The episodes I have are typical of 'focal onset aware' seizures, also known as 'simple partial' seizures. They're short, a few minutes max, and you stay conscious. I rarely pass out (but I may well have done and mistaken it for a drunk blackout before, alcohol can make seizures worse).
During a seizure I can let people around me know that it's happening, but if I try to explain the trigger thought or my fear it comes out as nonsense. Random words in an order that makes no sense. That's exactly what you want to hear from someone who writes for a living, right?
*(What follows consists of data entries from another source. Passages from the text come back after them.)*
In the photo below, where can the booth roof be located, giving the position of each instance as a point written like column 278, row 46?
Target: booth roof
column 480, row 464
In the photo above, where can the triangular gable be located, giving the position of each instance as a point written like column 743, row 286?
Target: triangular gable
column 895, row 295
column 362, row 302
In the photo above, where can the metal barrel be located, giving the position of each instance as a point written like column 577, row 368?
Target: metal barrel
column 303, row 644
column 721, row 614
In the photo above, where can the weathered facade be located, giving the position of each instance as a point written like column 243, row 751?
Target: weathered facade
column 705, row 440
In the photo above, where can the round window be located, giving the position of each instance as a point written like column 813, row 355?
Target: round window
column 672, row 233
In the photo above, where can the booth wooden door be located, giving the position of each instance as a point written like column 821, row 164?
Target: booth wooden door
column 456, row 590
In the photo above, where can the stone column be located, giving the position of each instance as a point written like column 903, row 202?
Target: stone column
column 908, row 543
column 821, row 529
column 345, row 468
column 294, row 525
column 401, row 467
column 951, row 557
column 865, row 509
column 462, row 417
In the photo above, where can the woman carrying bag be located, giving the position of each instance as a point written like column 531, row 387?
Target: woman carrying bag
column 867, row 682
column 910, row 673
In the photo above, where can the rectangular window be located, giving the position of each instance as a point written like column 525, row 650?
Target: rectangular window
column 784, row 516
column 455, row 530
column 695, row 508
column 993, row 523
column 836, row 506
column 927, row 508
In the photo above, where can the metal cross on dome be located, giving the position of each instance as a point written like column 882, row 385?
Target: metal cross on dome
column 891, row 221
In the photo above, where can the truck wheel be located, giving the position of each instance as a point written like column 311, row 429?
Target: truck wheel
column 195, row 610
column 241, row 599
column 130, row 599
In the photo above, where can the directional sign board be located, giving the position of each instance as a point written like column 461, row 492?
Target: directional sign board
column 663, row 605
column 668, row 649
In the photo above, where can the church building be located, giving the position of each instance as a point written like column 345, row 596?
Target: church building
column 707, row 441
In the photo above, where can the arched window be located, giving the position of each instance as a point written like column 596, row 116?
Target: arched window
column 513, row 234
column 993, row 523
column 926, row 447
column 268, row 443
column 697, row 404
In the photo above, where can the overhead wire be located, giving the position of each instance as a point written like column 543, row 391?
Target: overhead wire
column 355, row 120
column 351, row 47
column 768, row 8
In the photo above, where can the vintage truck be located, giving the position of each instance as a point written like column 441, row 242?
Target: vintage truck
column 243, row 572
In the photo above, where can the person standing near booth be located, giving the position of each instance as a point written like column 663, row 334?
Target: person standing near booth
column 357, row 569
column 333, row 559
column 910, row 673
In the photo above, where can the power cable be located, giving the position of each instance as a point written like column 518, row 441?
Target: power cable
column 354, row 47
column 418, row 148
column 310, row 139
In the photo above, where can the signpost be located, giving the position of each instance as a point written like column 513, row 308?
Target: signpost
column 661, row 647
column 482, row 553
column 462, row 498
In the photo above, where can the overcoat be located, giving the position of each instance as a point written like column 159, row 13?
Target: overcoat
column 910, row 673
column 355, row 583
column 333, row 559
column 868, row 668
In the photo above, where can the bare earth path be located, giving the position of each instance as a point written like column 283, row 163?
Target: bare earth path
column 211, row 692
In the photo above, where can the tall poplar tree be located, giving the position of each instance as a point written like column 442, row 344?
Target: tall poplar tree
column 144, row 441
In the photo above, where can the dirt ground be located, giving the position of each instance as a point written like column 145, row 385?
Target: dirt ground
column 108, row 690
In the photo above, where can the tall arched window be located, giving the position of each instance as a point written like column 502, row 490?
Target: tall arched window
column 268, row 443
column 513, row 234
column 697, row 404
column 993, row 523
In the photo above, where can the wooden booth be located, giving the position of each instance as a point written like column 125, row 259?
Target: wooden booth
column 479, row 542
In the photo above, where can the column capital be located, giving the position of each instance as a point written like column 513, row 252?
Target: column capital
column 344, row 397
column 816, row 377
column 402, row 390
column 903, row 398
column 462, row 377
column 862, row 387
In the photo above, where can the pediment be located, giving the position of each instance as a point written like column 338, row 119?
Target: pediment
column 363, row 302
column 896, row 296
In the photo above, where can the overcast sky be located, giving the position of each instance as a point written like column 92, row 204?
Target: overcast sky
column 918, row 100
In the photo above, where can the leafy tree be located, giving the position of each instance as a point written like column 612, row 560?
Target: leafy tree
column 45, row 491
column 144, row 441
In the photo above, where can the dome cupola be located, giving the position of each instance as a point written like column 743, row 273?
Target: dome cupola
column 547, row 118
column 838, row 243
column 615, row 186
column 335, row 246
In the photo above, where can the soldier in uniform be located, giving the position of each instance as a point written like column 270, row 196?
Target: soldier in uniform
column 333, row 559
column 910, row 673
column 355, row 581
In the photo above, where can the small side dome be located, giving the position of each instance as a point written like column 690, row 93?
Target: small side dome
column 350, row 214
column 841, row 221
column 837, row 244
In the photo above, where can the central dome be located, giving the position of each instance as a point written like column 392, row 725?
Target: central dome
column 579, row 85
That feel when your own brain ends up being the hardest thing to live with
Now that I know more about what's going on, I can slowly start dealing with it.
I'll soon be prescribed some epilepsy medication, to see what effect it has (if any). Studies showing that medicines don't stop or control seizures caused by subependymal heterotopia don't mention the newer ones suggested to me. So... we'll see how things go.
Even if my seizures just get less frequent once the medicine kicks in, they're something I ultimately have to live with. I've already been told I can go back to Osaka eventually and carry on as normal. With the current state of the world, whether I end up doing that or not depends more on other factors... but I'll do my best.